Strout continued to sound variations on this theme for 40 years, at which point he was succeeded as TRB columnist by the similarly Anglophilic Michael Kinsley, who in turn was followed by a succession of writers of whom I was the terminus. I was a little sweet on parliamentary governance too, as demonstrated, for instance, in this 1984 book review, and, more recently, when I named my Substack newsletter Backbencher. Jeet Heer, a Canadian, recommended parliamentary governance to TNR readers as recently as six years ago.

If I speak of parliamentophilia in the past tense, it’s because events of the past decade reduced its appeal. First came British Prime Minister David Cameron’s catastrophic 2013 pledge to hold a referendum on whether the U.K. should remain in the European Union. Next came the 2016 referendum itself, which the Brexit Leavers won. Next came Boris Johnson, a catastrophe unto himself. Next came Liz Truss, who tanked the economy and inhabited No. 10 a mere 44 days. Meanwhile, Israel’s parliamentary government somehow couldn’t rid itself of the spectacularly corrupt Bibi Netanyahu, whose far-right coalition government is its own political, judicial, and humanitarian catastrophe.

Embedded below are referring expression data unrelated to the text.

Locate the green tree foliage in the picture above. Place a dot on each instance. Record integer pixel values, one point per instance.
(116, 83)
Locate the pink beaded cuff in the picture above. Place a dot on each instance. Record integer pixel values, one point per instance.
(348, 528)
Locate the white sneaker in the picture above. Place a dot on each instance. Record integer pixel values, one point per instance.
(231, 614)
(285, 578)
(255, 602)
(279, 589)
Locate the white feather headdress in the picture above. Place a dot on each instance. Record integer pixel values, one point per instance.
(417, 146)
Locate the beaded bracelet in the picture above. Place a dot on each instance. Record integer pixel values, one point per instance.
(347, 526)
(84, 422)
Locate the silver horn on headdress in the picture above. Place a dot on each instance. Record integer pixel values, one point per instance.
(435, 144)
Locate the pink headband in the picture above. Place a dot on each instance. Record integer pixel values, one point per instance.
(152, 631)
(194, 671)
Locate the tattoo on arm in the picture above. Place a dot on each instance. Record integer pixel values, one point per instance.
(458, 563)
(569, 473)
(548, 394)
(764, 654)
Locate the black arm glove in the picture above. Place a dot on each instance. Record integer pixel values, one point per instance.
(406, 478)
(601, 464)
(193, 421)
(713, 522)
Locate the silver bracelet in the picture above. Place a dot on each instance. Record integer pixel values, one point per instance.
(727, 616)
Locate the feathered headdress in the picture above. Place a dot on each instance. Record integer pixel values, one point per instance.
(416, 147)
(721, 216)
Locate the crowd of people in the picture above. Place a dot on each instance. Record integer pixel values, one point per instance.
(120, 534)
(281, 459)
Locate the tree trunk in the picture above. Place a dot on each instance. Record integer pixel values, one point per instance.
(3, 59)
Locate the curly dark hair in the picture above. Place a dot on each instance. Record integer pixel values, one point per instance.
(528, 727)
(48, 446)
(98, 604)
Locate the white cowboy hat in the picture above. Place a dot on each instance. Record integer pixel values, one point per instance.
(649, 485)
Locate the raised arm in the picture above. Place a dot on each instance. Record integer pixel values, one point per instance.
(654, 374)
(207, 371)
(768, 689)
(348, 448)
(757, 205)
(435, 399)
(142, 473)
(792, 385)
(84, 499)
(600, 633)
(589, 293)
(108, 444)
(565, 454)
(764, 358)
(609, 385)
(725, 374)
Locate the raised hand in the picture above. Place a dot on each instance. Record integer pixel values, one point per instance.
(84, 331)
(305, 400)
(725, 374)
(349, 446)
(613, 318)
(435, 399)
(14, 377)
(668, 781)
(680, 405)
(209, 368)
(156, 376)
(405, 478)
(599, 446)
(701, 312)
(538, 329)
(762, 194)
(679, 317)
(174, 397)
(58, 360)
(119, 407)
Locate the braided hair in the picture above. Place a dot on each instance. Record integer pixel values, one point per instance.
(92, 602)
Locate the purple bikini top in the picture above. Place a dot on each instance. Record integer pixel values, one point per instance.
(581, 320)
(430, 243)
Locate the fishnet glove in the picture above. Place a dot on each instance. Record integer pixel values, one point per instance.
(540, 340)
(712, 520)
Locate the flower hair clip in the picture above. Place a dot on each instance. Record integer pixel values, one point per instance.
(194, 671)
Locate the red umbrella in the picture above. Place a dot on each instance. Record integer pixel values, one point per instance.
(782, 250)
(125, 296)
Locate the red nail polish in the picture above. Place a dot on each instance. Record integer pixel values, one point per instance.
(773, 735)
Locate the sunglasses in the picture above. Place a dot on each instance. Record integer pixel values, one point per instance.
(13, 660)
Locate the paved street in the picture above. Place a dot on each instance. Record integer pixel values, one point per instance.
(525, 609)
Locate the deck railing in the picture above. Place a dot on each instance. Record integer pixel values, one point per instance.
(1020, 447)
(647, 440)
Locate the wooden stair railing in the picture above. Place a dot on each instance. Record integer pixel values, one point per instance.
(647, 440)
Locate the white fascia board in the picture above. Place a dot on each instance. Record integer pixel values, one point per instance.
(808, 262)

Now comes the GOP’s leadership crisis. To win the speakership, McCarthy promised his enemies that they could call a snap vote at any time to oust him, lowering the threshold to trigger such a vote from a majority of Republican House members to only five (and, later, to one). McCarthy also promised to weaken the Office of Congressional Ethics, to put more Freedom Caucus wingnuts on the Rules Committee, and to call a vote imposing term limits on House members. These concessions hardened his detractors’ conviction that he lacks a spine. Indeed, McCarthy was one vote further from the necessary 218 on Wednesday (201) than he was on Tuesday (202). As I write, we’re waiting to see whether McCarthy’s most recent round of concessions Wednesday night altered this pattern.

None of this will make liberals long for an American parliament. Imagine if this Republican Party crisis weren’t confined to one of two legislative chambers in a three-branch government otherwise controlled by Democrats. Imagine that instead of tying up the House, Republican dysfunction tied up the House, the Senate, and the White House, bending all three to the will of extremists, as would be the case if we had a real parliamentary system.

Actually, we don’t have to imagine it. For two years, from 2017 to 2019, Republicans controlled all three. Separation of powers dwindled as Republican party loyalty (or cowardice) erased constitutional divisions between Congress and the White House. Trump was, in effect, prime minister. It was really bad! The government got shut down twice, the second time for the longest period in American history (35 days). Corporations and the rich received huge tax cuts, and banking regulations enacted after the 2008 housing crash were watered down. Congress came close to repealing Obamacare, with no plausible replacement in sight. All this happened under the relatively stable speakership of Paul Ryan (who didn’t especially want the job but got drafted after McCarthy’s first attempt to become speaker tanked).

Perhaps it’s unfair to blame parliamentary politics for current miseries inflicted on the U.K., Israel, and our House of Representatives. A more obvious culprit is the spread of hard-right tribalism across the globe, increasingly flavored with the sort of indiscriminate disgust for authority on display in the House speakership fight. Even the conservative Wall Street Journal editorial page recognized that “the dissenters don’t have any major policy differences with McCarthy or a plausible alternative candidate.” They just dislike the guy and want to mess with him to show they can.

This is the kind of rude free-for-all that many Americans, including myself, used to envy when we watched members of the British Parliament tear one another to pieces during Question Time. Back then, the governments of the U.K. and Israel seemed sufficiently stable to indulge such vicious warfare. Today that’s only barely true in the U.K. and not true at all in Israel. Here in the United States, this week’s House chaos gives me a new respect for unparliamentary checks and balances and the government gridlock they create. They come in awfully handy when hard-right politicians lose their shit.